Become a kindness champion
- Before the speaker arrives, everyone should work together to come up with some questions to ask and remind themselves of ground rules for good listening.
- Everyone should listen carefully to the speaker and ask their questions.
- The person leading the activity should explain that kindness champions are people who’ve said they’ll act as kindness role models by challenging unkind acts, spreading kindness, and doing acts of kindness for others. Kindness champions can be kind locally, nationally, or even internationally.
- Everyone should split into small groups.
- Each group should chat about the pledges they could make. They could think about things they can do on their own and things they could do as a group.
- Everyone should decide on a kindness pledge – something they’ll do in the future to show kindness to others.

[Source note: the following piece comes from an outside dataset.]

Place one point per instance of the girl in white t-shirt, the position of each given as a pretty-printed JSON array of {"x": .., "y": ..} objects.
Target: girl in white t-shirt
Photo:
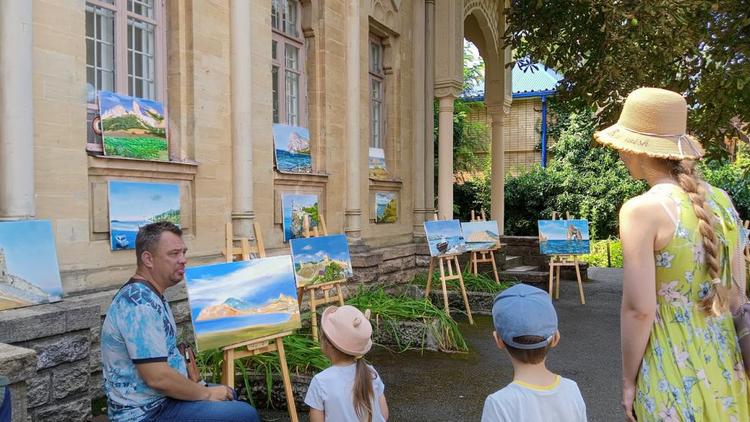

- Everyone should record their pledge on the Kindness pledge sheet or a sheet of paper.
This activity helps contribute towards some of the UN's Sustainable Development Goals. Find out more about the SDGs, and how Scouts across the world are getting involved.
This activity was all about reflecting on a project and how it helped people’s community and encouraged them to be citizens. How did the project make a difference for people? Did people try anything new in this project or develop new skills? Today, people came up with a kindness pledge to make more change. Was it easy to decide on a pledge? Some people may have found it tricky to narrow their options down, while others may have struggled to decide whether to join a group or go solo. What does it mean to be a kindness champion in the community? What has being a kindness champion got to do with being a citizen?
- Online safety
Supervise young people when they’re online and give them advice about staying safe.
For more support around online safety or bullying, check out the NSPCC website. If you want to know more about specific social networks and games, Childnet has information and safety tips for apps. You can also report anything that’s worried you online to the Child Exploitation and Online Protection command.
As always, if you’ve got concerns about a young person’s welfare (including their online experiences), follow the Yellow Card reporting processes.